Задержавшись среди могил, он не только успел снова замерзнуть, но и сделал неприятное открытие: небольшое, однако отчетливо обозначившееся брюшко, грозившее испортить его безукоризненную с эстетической точки зрения фигуру. Черви больше не появились. Рингил подобрал ошметки жилета и старательно вытер отливающую синью сталь клинка. Аркет, правда, уверяла, что кириатское оружие устойчиво ко всем коррозийным субстанциям, но на ее суждения полагаться не приходилось — она ошибалась и раньше.

Например, относительно исхода войны.

С некоторым опозданием Рингил вспомнил, что черви успели оставить на нем свои следы, и тут же, словно только того и ждали, волдыри напомнили о себе жгучей болью. Испытывая какое-то садистское удовольствие, он тер набухший на щеке пузырь, пока тот не лопнул. Хвастать такой раной не станешь, но ничего лучшего для потехи публики не было. В любом случае, до утра на кладбище никто не заявится, так что придется слушателям верить ему на слово.

Ладно, чего уж, может, кто-то расщедрится на пару пинт пива и кусок мяса. Глядишь, и Башка купит из благодарности новую куртку, если, конечно, сможет позволить себе такие траты после того, как еще раз похоронит свою старушку. Может быть, тот блондинчик из конюшни под впечатлением услышанного не обратит внимания на твой бурдючок.

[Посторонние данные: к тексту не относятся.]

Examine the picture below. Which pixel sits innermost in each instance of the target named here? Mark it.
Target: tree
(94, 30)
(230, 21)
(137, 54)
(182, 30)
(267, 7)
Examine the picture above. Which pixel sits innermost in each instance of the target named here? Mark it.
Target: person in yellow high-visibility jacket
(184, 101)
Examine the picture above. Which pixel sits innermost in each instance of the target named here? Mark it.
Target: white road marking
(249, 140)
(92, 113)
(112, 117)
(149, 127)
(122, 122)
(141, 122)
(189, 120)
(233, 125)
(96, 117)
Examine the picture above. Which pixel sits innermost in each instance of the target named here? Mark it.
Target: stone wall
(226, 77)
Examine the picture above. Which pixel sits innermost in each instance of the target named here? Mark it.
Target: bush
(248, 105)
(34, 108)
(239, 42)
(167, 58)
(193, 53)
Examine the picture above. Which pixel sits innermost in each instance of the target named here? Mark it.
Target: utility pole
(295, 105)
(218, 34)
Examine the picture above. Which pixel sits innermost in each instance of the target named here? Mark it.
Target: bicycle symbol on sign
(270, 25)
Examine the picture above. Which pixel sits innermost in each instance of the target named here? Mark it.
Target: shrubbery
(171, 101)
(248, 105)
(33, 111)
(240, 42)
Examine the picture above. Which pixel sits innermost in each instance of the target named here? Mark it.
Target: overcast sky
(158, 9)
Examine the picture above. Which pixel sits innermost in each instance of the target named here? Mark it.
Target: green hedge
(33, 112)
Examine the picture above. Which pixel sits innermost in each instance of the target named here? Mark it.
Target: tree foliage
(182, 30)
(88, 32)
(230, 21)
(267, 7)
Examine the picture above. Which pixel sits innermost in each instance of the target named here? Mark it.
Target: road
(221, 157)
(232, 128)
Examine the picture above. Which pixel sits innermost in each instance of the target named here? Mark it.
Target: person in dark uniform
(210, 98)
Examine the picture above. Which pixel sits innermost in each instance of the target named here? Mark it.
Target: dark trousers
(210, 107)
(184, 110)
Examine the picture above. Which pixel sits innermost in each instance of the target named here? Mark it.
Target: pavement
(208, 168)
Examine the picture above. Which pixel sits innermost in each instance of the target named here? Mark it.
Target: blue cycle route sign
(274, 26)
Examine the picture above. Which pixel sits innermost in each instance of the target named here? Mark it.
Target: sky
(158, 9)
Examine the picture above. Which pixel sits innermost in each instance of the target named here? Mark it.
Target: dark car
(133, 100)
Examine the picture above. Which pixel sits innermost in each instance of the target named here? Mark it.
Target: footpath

И может быть, папаша снова впишет тебя в завещание.

А ихелтетский император окажется мужелюбцем.

Хорошая шутка. Рингил по прозвищу Ангельские Глазки, прославленный герой Гэллоус-Гэп, усмехнулся себе под нос и скользнул взглядом по молчаливым надгробиям, как будто павшие товарищи могли оценить шутку и посмеяться вместе с ним. Съежившаяся от холода тишина не отозвалась. Мертвые молчали под камнями, не признавая шуток, как молчали уже девять лет, и усмешка на губах Рингила медленно растаяла. Дрожь пробежала по спине, запуская под кожу стылые пальцы.

Он стряхнул ее. Положил на плечо верный меч и отправился на поиски чистой рубахи, ужина и благожелательных слушателей.